Натка еще раз открыла книгу, потом решительно пролистала все страницы. Чисел она нигде не нашла. Зато обнаружила другое: ее муж писал по-испански.
«Прочитайте книгу», – тут же снова вспыхнуло в памяти задание и получило в ответ новый шквал негодования: «Ни за что! Это унизительно – читать без спроса. Все равно что сунуть нос в самую душу, которую тщательно оберегают от чужого вмешательства. Я не стану. Я не обещала выполнять задания, которые противоречат моральным принципам!»
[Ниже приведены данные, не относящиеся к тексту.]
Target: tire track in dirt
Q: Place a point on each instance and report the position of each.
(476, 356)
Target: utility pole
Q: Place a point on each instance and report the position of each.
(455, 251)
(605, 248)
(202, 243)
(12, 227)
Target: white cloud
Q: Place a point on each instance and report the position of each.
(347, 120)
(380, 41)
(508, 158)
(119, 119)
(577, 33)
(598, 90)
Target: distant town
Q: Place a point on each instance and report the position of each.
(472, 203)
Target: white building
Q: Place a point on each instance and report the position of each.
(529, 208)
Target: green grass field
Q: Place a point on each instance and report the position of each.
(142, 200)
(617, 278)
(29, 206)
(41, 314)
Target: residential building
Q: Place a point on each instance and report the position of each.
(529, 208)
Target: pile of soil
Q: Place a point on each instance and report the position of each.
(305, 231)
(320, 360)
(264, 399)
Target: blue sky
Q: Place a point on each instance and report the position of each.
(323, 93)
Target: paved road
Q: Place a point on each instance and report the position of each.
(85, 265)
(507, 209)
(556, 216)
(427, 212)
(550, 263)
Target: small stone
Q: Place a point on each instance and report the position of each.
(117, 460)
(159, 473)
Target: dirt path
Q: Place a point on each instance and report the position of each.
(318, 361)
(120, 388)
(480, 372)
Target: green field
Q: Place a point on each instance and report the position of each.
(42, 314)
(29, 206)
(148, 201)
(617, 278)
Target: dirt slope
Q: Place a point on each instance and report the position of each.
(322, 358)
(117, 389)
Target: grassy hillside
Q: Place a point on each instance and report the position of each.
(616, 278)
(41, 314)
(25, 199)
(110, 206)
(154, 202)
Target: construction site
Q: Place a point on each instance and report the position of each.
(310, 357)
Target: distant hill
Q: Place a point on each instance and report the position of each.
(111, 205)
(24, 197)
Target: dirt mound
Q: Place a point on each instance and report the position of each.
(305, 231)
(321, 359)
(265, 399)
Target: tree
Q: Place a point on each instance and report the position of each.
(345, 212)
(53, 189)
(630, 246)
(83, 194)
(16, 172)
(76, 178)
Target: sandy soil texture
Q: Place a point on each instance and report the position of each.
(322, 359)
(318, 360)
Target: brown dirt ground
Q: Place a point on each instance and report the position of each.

«Прочитайте книгу!» – Голос в голове прозвучал громче, а перед глазами вдруг возникли и заплясали печатные строки задания: «Поторопись. Ты можешь опоздать!»
– Да я это год разбирать буду! – вслух возмутилась Натка и тут же осеклась. Она поняла, что уже не протестует против самой идеи прочтения. Настойчивый голос медленно отвоевывал победу, хотя все еще получал сопротивление:
– Как мне это читать? Забрать? Украсть, значит? И тайком переводить со словарем? Бред какой-то! Это просто невозможно!
«А ты попробуй», – тут же проворковал внутри заискивающий голос. Натка зажмурилась и даже потрясла головой, будто хотела выкинуть из себя навязчивые мысли, но они улетать не желали. Напротив, набирали силу, брали в окружение и не оставляли ни единой лазейки для отступления.
Мысленно все еще посылая себе проклятия, Натка в третий раз открыла книгу и прочитала первое предложение. Словарь не потребовался. Андрей писал коротко, ясно и даже по-испански вполне понятно: «Я люблю свою жену».
«Ух ты! – сердце восторженно затрепыхалось, но радость быстро сменилась тревогой. Наверняка дальше последует целый список всевозможных «но». Однако вместо этого она с легкостью прочитала вторую фразу: «Уже двадцать лет». «Двадцать лет? О! Значит, он недавно увлекся писаниной. Уже хорошо. Может, на этом и остановиться?»
Вопрос, конечно, был риторический. Натка, буквально несколько минут назад не желавшая даже краем каблучка наступать на «кривую дорожку», за считаные мгновения превратилась в заправского курильщика, который признает пагубность своей привычки, но не может от нее отказаться. Уже не задаваясь вопросами об этичности происходящего, она прочитала целый абзац:
А она меня больше не любит. Она не разговаривает, занимается только своими делами и спит в другой половине дома. Ей не нравятся мои подарки. Она не интересуется моей работой. Может, у нее кто-то есть? Я работаю, а у нее много свободного времени. Когда женщине нечего делать, она пытается себя чем-нибудь занять. И часто это заканчивается плачевно.